Well, by and large, you will be pleased to know, Mr. Ruark, that in all these 67 intervening years, the airlines, for the most part, have still not remedied any of these many problems, still treating their passengers more often as cattle than as people, acting as if the passenger is being done a favor to be flown from here to there for absurdly high fares, and should not be entitled to a claim, for instance, when Delta returns one's locked suitcase, just as you locked it before embarking, but without your Nikon camera any longer aboard, after the suitcase had been strangely re-routed to Florida, 600 miles south of your destination on a flight from the West Coast, and then tells you that their insurance company does not cover lost or stolen cameras, or, for further instance, when TWA, after leaving you stranded overnight in St. Louis, for the second time, after they missed their connecting flight, refuses this time to provide a motel voucher or any other compensation for the interruption of your flight, no matter the urgency of what might have been awaiting your and other passengers' arrival at the other end of the journey half a continent away, or for another instance on TWA, they demand to charge you $50 on the return flight of a roundtrip ticket for an "extra" bag, packed exactly and with the same weight as on the inbound flight, which they had flown in without surcharge or comment, then summon "security" when you express your case and refuse to pay the extra $50. That's your tough luck for being so incredibly stupid to fly TWA, or Continental, or Delta, name them as you please... We don't need no law or implied-in-fact contracts. We don't got to honor no stinking contracts. We are the Airlines.

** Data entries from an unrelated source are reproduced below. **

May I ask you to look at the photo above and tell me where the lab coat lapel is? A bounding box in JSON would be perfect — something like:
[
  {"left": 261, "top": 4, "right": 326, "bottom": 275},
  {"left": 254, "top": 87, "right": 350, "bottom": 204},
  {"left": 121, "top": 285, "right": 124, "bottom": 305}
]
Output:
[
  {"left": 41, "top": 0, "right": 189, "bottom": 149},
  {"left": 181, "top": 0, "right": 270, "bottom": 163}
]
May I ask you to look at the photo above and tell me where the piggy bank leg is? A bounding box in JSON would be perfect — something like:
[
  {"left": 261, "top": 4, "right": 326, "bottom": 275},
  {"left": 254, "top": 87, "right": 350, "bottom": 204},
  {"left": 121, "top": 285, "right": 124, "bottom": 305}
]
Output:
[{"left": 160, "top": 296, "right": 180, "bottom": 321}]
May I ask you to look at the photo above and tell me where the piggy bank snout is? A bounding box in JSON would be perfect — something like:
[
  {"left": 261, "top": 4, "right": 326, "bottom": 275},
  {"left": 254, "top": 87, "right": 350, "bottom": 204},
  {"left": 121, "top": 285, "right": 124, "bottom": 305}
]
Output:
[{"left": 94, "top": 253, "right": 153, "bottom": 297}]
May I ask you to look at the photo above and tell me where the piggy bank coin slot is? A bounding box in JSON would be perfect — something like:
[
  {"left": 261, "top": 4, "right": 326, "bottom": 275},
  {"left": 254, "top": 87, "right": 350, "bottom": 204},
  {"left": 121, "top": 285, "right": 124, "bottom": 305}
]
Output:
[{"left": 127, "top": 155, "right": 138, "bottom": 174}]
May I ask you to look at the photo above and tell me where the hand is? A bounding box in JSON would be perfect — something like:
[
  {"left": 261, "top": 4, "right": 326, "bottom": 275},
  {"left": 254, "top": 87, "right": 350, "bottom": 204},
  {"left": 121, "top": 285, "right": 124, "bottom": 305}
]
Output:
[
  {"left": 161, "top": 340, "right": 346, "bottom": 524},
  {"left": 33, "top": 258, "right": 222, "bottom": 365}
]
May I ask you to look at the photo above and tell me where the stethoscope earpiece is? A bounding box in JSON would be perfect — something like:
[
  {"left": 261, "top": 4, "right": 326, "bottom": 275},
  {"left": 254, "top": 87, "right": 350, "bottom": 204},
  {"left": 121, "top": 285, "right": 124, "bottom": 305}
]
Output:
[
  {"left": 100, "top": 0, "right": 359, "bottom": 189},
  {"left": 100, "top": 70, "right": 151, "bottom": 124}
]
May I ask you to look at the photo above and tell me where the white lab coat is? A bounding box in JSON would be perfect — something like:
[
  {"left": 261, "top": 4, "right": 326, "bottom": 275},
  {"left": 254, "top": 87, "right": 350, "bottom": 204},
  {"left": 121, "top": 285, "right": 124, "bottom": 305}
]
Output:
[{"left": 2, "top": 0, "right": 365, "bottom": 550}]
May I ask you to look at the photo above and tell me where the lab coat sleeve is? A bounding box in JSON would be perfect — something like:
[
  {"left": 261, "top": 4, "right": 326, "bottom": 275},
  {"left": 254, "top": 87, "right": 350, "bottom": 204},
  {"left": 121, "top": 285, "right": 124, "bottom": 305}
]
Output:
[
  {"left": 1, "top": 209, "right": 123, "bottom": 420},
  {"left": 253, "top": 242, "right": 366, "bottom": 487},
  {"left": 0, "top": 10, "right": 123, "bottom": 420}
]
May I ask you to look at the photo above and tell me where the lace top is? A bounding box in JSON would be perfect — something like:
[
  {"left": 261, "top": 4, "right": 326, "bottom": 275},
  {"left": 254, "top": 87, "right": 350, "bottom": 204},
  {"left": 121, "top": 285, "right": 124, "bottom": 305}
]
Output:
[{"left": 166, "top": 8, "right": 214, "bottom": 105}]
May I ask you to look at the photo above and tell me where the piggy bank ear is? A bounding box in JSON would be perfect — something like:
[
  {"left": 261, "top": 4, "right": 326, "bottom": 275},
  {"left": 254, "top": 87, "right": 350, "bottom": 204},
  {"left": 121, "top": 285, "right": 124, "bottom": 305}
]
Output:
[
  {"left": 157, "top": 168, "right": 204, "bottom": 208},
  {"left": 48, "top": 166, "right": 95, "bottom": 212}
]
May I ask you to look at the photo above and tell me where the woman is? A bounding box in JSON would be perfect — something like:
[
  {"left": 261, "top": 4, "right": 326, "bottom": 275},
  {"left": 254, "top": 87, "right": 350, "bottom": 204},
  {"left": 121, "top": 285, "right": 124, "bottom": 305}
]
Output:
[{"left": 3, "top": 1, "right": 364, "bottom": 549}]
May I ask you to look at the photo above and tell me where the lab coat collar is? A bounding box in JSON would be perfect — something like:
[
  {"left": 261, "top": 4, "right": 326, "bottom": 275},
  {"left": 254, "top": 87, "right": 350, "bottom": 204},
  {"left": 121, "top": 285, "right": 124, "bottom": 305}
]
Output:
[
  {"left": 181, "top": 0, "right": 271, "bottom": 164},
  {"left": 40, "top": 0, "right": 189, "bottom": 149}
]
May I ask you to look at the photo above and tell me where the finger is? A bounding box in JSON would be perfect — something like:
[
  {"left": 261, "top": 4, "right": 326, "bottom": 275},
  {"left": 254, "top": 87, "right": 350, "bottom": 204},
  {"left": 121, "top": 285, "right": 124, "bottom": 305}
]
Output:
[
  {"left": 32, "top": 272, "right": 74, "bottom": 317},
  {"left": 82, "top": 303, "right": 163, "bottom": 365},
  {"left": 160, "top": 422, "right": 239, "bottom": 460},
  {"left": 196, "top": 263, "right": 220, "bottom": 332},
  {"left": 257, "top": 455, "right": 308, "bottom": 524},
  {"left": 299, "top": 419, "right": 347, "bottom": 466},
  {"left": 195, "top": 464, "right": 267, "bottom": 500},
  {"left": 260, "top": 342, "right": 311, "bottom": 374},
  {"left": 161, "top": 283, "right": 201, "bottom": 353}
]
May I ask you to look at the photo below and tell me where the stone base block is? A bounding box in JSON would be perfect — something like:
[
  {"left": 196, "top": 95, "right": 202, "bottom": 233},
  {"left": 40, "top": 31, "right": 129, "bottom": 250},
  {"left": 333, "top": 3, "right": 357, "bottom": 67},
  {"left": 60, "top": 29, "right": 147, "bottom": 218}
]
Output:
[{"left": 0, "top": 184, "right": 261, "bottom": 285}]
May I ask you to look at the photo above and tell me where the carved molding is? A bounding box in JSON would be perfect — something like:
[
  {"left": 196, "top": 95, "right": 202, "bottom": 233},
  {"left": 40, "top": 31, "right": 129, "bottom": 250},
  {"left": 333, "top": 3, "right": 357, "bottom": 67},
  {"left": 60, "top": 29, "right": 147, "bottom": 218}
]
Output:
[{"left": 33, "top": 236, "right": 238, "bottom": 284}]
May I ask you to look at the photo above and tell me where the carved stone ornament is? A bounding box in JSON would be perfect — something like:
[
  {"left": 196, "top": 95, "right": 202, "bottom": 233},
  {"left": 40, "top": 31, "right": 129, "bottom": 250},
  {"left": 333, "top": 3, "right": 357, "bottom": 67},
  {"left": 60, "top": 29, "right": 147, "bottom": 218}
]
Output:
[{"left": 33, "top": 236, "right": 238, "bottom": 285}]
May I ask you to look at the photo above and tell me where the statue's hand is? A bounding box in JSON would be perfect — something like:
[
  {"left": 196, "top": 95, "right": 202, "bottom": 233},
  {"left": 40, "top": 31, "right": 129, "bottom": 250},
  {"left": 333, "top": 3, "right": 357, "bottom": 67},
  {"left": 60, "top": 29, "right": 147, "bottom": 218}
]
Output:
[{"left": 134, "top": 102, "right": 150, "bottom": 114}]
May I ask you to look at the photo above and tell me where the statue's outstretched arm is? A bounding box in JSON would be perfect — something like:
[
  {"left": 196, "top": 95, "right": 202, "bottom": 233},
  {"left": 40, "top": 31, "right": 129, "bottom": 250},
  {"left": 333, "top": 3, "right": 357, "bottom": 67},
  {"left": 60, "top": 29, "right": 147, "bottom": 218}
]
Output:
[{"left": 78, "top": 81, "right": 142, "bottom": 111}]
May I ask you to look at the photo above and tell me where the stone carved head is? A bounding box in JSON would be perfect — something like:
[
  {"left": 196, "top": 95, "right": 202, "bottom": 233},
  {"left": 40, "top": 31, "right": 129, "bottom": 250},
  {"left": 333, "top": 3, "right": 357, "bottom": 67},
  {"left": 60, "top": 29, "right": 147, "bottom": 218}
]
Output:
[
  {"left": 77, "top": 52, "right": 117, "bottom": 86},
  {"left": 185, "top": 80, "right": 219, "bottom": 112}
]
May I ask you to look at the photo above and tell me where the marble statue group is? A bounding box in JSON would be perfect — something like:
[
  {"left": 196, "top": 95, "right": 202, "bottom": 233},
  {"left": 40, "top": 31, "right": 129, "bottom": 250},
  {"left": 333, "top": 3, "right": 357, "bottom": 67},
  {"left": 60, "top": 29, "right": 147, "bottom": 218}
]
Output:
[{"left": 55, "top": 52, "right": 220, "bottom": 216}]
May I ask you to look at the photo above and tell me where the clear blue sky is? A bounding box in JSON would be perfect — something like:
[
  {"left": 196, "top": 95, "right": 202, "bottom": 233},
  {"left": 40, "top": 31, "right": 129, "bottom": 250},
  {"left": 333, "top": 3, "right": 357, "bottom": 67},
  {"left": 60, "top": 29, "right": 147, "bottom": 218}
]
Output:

Of course, our greatest concern now is that the airlines are so poorly compensating their pilots, some of whom have reported having to resort to food stamps, that one should feel quite lucky to arrive at all, we suppose. And then there are the old airplanes which should have been retired from service years earlier and suffer from structural fatigue.

Gut luck... For our part, we try to stay put as much as possible, far from the madding crowd.

A Pome appears from Ernest Rogers of the Atlanta Journal, the first in awhile, this one "In Which An Observation Is Made Concerning Human Reactions To Certain Feathered Creatures:

"Sometimes a pigeon
Can test your religion."

And, sometimes, a transworld witch bitchin'
Belongs home, with her butcher-bird, in the kitchen.

Herblock foresaw this date the present.